Dwie kolizje z łosiem w jednym miejscu
Policjanci jarosławskiej drogówki pracowali na miejscu zdarzenia drogowego w Skołoszowie. Kierujący renault zderzył się z łosiem, a po chwili, w tym samym miejscu na leżącego na jezdni łosia, najechał kierujący bmw. Zwierzę zginęło na miejscu.

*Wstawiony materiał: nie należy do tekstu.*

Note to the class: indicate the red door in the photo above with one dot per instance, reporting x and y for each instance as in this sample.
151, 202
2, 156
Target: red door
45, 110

Na szczęście kierujący pojazdami nie doznali żadnych obrażeń.
Wczoraj, przed godz. 22 do komisariatu w Radymnie zgłosił się 52-letni mieszkaniec gminy Radymno, który oświadczył, że w Skołoszowie wjechał w łosia, który nagle wbiegł na jezdnię. Mężczyzna podał, że pozostawił zwierzę na jezdni. Po chwili, do dyżurnego jarosławskiej komendy wpłynęło zgłoszenie, że na łosia który leżał na jezdni, najechał kierujący bmw.
Policjanci skierowani na miejsce ustalili, że do zdarzenia doszło przed godz. 22 w Skołoszowie na ul. Przemyskiej. Kierujący renault 52-letek potrącił łosia, który nagle wbiegł na jezdnię.
Mężczyzna udał się do komisariatu w Radymnie, aby zgłosić zdarzenie.
Następnie w leżącego na jezdni łosia, wjechał 28-letni kierujący bmw, mieszkaniec gminy Radymno.
Zwierzę zginęło na miejscu. Na szczęście kierujący pojazdmi nie odnieśli obrażeń. Uczestnicy zdarzenia byli trzeźwi.
Policjanci wyjaśniają dokładne okoliczności tego zdarzenia.
Apelujemy do wszystkich użytkowników dróg o rozwagę, zachowanie bezpieczeństwa na drodze i nielekceważenie znaków ostrzegawczych przed zwierzętami leśnymi, które nagle mogą wtargnąć na jezdnię. Kolizja z łosiem, dzikiem czy sarną może zakończyć się tragicznie. Kierowca musi być zawsze czujny i przygotowany na ewentualne wtargnięcie dzikiego zwierzęcia, szczególnie porą nocną.
Jeżeli podróżując uderzymy w zwierzę, powinniśmy zabezpieczyć miejsce takiego zdarzenia. Należy w odpowiedni sposób ustawić trójkąt ostrzegawczy oraz włączyć światła awaryjne, zwracając tym samym uwagę innych kierowców. Wówczas poinformujmy służby.
Kierowco zwolnij i zachowaj wzmożoną uwagę!